GAZETECİ Özer Yelçe’nin cenazesi dün öğle namazından sonra Karacahmet’teki Şakirin Camii’nde kılınan cenaze namazının ardından Mezarlığı’nda toprağa verildi.
Cenaze törenine Yelçe’nin yakınları, dostları ve ile yıllarca birlikte çalıştığı çok sayıda gazeteci meslektaşı katıldı. Cenaze namazından sonra Yelçe, son yolculuğuna meslektaşlarının omuzlarında uğurlandı.
Uzun yıllar Milliyet ve Hürriyet gazetelerinde çalışan Yelçe 66 yaşında yakalandığı kanser hastalığına yenik düşmüştü. Özer Yelçe’nin eşi Ayşegül Domaniç Yelçe, dün yazarı olduğu Hürriyet İnternet’te, “Veda” başlıklı bir yazı kaleme aldı. Kas hastalığı nedeniyle sadece konuşabilen Yelçe, duygularını yazısında şöyle dile getirdi:
İşte o ‘Veda’
“Merhabalar sevgili okurlar. Bugün benim için çok zor bir gün; belki de bugüne kadar yaşadığım en zor gün. Bugün ben kırkbir yıllık hayat arkadaşımı kaybettim. Onu tanıdığımda yalnızca onaltı yaşındaydım, o ise yirmiüç. İkimiz de çocuk sayılırdık. Tanıştığımızdan on gün sonra evlenme teklif etti bana. ‘Henüz çok erken, ama zamanı gelince olur’ diye cevap verdim ona. Ertesi yıl nişanlandık. Öğrenci olduğum için, bir yıl boyunca yüzüğümü boynumda taşıdım. Ben liseyi bitirir bitirmez de evlendik. Yıl 1970’di. Yani tam kırkbir yıl önce...
Onun yanında büyüdüm... Öğrenimimi onun yanında tamamladım. Sonra kaslarım erimeye başladı. Her geçen gün yeni bir kas kaybettim, ama gücümü hiç kaybetmedim. Her durumda yanımda olan harika bir eşe sahiptim çünkü. Günü geldi elim kolum oldu, günü geldi ayaklarım ve bacaklarım. Onun yanında herkes kadar normal bir insandım ben, engelli değil...

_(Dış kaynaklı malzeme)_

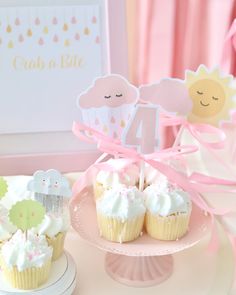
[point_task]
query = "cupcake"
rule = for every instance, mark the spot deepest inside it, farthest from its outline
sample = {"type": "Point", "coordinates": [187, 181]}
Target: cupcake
{"type": "Point", "coordinates": [152, 175]}
{"type": "Point", "coordinates": [26, 262]}
{"type": "Point", "coordinates": [120, 214]}
{"type": "Point", "coordinates": [168, 212]}
{"type": "Point", "coordinates": [54, 228]}
{"type": "Point", "coordinates": [106, 180]}
{"type": "Point", "coordinates": [6, 227]}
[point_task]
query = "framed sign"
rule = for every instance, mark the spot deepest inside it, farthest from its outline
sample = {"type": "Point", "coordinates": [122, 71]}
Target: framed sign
{"type": "Point", "coordinates": [50, 51]}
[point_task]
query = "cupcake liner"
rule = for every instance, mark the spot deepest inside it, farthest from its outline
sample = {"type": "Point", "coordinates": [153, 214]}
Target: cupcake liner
{"type": "Point", "coordinates": [115, 230]}
{"type": "Point", "coordinates": [169, 228]}
{"type": "Point", "coordinates": [30, 278]}
{"type": "Point", "coordinates": [57, 243]}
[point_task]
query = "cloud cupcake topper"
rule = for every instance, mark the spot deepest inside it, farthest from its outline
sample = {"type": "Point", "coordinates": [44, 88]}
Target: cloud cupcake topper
{"type": "Point", "coordinates": [108, 104]}
{"type": "Point", "coordinates": [50, 182]}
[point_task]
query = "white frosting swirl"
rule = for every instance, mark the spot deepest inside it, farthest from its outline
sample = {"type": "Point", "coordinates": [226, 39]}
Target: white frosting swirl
{"type": "Point", "coordinates": [23, 254]}
{"type": "Point", "coordinates": [110, 179]}
{"type": "Point", "coordinates": [122, 202]}
{"type": "Point", "coordinates": [165, 200]}
{"type": "Point", "coordinates": [6, 227]}
{"type": "Point", "coordinates": [152, 175]}
{"type": "Point", "coordinates": [52, 225]}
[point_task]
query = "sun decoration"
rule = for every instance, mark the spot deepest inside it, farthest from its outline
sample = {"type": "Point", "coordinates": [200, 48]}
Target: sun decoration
{"type": "Point", "coordinates": [211, 94]}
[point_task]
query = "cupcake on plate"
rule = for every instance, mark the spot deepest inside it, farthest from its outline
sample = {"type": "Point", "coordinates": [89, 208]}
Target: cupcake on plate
{"type": "Point", "coordinates": [54, 227]}
{"type": "Point", "coordinates": [120, 214]}
{"type": "Point", "coordinates": [168, 211]}
{"type": "Point", "coordinates": [6, 227]}
{"type": "Point", "coordinates": [152, 175]}
{"type": "Point", "coordinates": [26, 262]}
{"type": "Point", "coordinates": [106, 180]}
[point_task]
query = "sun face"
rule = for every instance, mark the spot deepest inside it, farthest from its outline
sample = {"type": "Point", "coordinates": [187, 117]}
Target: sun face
{"type": "Point", "coordinates": [211, 96]}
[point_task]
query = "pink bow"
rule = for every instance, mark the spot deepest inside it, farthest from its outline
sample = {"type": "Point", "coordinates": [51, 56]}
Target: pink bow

Engelli olmak çok zor, ama inanıyorum ki, bir engellinin eşi olmak çok daha zor. Bir davete giderken eşini yanında götürememek, canı istediğinde onunla yürüyüşe çıkamamak, dans etmeyi çok sevdiği halde artık o dans edemediği için dansı reddetmek ya da her gece ona suyunu ve ilacını verirken kendisi hasta olduğunda bir bardak su bile isteyememek hiç de kolay değil.

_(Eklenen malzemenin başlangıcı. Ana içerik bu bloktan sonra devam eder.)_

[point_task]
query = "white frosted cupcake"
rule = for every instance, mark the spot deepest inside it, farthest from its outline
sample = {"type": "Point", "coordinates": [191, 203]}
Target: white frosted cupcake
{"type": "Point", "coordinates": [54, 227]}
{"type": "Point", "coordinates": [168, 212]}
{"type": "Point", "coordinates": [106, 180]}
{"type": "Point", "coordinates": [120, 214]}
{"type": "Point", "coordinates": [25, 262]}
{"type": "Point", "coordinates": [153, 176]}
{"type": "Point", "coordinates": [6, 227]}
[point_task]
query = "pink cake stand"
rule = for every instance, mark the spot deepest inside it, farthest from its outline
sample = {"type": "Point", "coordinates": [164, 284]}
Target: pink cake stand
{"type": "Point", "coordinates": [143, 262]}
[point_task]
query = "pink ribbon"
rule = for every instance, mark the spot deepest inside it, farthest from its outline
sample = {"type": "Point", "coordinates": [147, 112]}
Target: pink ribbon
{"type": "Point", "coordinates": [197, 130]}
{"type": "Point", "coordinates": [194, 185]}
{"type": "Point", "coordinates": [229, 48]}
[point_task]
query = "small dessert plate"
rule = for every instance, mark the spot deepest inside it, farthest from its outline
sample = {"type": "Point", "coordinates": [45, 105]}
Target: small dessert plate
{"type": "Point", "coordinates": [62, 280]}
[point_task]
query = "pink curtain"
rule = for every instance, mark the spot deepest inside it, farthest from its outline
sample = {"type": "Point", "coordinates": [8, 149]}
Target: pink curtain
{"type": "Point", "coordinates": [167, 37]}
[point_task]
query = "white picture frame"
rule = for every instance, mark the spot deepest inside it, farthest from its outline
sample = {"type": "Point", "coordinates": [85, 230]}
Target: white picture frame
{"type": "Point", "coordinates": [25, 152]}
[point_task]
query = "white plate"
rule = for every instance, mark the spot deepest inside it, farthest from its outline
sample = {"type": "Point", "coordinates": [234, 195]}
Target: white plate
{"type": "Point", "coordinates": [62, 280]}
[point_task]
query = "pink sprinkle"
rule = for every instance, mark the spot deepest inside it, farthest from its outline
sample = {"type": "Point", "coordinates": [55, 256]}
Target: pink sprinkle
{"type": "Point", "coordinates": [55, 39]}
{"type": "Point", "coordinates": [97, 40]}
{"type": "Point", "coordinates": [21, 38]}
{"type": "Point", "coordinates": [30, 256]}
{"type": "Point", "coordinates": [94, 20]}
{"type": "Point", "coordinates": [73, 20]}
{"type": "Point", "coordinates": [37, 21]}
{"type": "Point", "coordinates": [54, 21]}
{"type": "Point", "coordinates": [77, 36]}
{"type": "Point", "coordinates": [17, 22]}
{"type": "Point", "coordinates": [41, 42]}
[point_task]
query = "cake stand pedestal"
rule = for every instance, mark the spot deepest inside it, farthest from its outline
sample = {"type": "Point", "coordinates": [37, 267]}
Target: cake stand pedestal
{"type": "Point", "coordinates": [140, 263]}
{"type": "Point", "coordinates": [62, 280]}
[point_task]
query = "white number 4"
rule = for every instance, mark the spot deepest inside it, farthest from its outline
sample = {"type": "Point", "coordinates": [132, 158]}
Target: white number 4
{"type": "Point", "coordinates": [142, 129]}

Ben çok şanslıydım. Kırkbir yıl beni mutlu etmek için uğraşan çok güzel bir insanla aynı yastığa baş koydum. Giderken içimdeki bir şeyleri de birlikte götürdü. Ne olduklarını tam tarifleyemediğim bir şeyleri... Ama geride çok güzel şeyler de bıraktı, herkese nasip olmayacak güzel şeyler... Evet, Özer Yelçe benim eşimdi; kızımın da babası. Bize bıraktığı güzel isim her zaman gurur kaynağımız olacak ve göğsümüzü kabartacak. Bundan sonraki yaşamımızda hep bu isme layık olmaya çalışacağız.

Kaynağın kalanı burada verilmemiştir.